I am thankful that this particular shooter was not hurt more than he was, and what's more, I'm thankful that he took the time, even in his obviously less-than-comfortable state, to post-up what had happened, and to share it without editing or obfuscation of the facts.
In this way, we may all learn, and I think that particularly for newbies like me, it just may save someone a limb, or a life.
I also occasionally practice drawing and firing my real guns by using snap-caps instead of live ammo. I still point them at a safe place just in case I somehow screwed up and put live ammo in them, so far that has never happened though. Unfortunately, this only simulates the first shot, because with the lack of a recoil and loud noise, it is hard to say how well or quickly you could take that next shot.

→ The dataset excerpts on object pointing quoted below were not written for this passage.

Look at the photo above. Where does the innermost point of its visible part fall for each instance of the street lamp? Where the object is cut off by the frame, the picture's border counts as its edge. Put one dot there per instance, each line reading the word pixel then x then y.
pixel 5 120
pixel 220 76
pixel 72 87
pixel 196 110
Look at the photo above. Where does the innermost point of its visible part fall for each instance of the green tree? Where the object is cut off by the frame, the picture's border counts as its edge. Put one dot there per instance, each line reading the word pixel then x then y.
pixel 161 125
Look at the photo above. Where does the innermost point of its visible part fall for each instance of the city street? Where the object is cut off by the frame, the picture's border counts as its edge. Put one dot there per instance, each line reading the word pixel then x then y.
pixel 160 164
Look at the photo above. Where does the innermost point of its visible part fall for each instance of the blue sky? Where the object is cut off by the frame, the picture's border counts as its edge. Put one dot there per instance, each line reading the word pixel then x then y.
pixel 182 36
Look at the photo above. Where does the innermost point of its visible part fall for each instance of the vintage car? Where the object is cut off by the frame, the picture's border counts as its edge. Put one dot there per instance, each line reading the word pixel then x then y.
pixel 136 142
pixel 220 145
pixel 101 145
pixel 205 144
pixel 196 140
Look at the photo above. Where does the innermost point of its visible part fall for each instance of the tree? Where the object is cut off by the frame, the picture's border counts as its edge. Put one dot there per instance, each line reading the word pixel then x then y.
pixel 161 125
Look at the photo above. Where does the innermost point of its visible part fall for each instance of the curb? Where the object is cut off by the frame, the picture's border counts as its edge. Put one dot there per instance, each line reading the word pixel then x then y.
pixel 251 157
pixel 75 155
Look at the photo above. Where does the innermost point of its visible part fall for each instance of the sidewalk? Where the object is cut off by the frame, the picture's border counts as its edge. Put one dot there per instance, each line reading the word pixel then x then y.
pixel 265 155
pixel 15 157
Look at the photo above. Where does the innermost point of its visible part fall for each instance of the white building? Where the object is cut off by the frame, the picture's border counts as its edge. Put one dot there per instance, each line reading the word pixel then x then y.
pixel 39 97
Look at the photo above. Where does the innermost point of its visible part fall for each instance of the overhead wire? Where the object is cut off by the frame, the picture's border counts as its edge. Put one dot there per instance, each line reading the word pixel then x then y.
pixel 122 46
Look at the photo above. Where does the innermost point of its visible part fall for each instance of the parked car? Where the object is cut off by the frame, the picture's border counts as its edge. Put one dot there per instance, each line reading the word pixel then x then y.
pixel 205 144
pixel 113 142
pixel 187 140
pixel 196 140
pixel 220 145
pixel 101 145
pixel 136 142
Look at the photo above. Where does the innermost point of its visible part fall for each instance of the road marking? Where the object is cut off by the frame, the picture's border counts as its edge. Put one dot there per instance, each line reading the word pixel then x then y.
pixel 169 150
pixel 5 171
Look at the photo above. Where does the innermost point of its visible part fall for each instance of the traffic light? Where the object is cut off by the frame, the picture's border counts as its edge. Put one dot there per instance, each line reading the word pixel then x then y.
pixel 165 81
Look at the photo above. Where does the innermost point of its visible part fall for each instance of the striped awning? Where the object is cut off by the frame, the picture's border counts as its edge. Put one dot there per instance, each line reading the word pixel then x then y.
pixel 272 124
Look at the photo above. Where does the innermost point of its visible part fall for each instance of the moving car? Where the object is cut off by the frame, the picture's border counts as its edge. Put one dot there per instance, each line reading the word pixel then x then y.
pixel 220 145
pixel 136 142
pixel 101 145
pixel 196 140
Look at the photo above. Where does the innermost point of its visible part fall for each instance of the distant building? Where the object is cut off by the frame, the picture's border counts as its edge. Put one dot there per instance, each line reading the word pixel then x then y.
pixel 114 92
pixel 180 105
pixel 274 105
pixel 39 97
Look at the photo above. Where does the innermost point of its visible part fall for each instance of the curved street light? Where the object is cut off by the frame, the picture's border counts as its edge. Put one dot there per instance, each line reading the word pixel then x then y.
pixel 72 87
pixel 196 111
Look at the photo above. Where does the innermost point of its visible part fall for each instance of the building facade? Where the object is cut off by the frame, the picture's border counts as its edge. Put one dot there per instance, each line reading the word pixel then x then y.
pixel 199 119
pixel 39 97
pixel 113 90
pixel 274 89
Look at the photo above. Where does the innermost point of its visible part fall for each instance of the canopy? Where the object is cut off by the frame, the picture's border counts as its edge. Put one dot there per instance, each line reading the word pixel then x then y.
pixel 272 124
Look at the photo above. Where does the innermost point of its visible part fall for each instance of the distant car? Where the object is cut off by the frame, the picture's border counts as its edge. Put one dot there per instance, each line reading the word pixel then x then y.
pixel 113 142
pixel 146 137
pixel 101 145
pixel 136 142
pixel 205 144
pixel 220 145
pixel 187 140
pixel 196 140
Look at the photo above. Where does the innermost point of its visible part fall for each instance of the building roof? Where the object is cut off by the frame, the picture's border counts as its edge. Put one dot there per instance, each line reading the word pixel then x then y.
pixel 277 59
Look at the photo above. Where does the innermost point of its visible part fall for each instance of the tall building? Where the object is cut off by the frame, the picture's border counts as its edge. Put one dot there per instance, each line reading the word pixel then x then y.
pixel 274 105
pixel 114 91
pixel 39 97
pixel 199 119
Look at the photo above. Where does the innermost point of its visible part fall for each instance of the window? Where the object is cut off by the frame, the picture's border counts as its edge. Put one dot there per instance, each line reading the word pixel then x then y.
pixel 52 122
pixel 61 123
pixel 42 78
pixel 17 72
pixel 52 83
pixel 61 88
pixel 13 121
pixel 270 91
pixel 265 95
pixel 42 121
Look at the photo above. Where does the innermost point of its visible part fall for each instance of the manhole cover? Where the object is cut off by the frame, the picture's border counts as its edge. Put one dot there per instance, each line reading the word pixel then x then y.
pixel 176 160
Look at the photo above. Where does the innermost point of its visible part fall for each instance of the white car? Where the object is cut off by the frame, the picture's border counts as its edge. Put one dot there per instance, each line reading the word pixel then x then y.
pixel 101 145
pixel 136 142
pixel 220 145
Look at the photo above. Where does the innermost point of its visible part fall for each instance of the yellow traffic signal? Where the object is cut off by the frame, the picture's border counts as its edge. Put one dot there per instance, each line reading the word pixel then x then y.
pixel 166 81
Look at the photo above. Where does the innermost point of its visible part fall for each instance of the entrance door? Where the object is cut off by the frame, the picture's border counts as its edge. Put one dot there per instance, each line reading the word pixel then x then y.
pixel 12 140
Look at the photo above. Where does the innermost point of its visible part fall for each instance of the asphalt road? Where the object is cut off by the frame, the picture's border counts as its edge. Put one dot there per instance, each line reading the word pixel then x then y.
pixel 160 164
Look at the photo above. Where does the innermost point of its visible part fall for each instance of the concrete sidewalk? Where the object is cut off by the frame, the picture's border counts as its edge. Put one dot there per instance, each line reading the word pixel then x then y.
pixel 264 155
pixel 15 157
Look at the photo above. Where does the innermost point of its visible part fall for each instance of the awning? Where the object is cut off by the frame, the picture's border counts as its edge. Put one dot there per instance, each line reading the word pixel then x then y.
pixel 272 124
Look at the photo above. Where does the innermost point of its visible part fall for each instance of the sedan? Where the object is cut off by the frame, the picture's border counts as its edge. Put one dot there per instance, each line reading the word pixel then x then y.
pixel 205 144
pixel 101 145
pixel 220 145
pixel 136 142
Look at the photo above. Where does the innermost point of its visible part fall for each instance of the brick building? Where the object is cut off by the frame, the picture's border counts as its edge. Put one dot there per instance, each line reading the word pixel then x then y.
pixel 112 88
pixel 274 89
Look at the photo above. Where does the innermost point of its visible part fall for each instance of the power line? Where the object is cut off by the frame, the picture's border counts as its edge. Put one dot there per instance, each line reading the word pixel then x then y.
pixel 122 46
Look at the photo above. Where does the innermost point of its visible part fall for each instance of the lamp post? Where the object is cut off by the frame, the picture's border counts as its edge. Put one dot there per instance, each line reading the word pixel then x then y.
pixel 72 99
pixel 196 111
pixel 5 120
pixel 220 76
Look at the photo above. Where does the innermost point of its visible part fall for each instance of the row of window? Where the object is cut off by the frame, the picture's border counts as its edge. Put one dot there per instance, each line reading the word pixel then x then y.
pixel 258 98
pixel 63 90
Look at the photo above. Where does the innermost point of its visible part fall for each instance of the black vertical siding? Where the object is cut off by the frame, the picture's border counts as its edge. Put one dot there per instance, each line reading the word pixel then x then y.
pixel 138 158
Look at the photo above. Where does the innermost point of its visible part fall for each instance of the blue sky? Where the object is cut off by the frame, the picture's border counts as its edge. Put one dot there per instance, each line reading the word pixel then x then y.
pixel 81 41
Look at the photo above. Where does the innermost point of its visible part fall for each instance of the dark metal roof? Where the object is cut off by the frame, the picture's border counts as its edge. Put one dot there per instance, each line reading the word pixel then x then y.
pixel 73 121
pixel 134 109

The guy reminds me of the fella that blew a hole in his foot with his 1911 .... Unbelievable.
The guy in this video is so lucky he wasn't shooting JHP, that's all I can say.
There has to be a Kimber joke in there somewhere... just kidding
I suggest he settle on a single holster design, preferably one that does not use a trigger finger squeeze.
Very, very lucky guy. Lesson learned for all.
I hope he has a speedy recovery.
What we've got here is failure to communicate.
he owns up ( he admits with a but-if and anything following that starts to sound like a back-door excuse) to making a mistake
which has little to do with equipment or how much or how different they are. it has everything to do with moving faster than he can stop and
keeping the finger off the trigger till....but we all know that rule,
paramedic--says it best with there is the potential to have an ND
not all shooter will have one. those that have 1 will not have 2.
anyone has 2 should sell their guns: seriously.
an ND during testing does not count: like a decocker on a CZ-52 or a stuck firing pin on a mil-serp;
these are under controlled conditions.
as for filling in dead air--he could have edited it. that he left it in rather goes to him meaning it and he loses me there.
You plug 'em, I plant 'em
...kid can't read at 17 (Garcia/Hunter 1985)
Lack of preparation on your part does not necessarily constitute an emergency on mine
One thing I notice in the video that I have not seen discussed yet is what he does with his pistol after shooting himself. Instead of holstering it, he lays it on the ground. Is this a correct response and is that firearm now to be considered unsecured? I believe he should have holstered the pistol.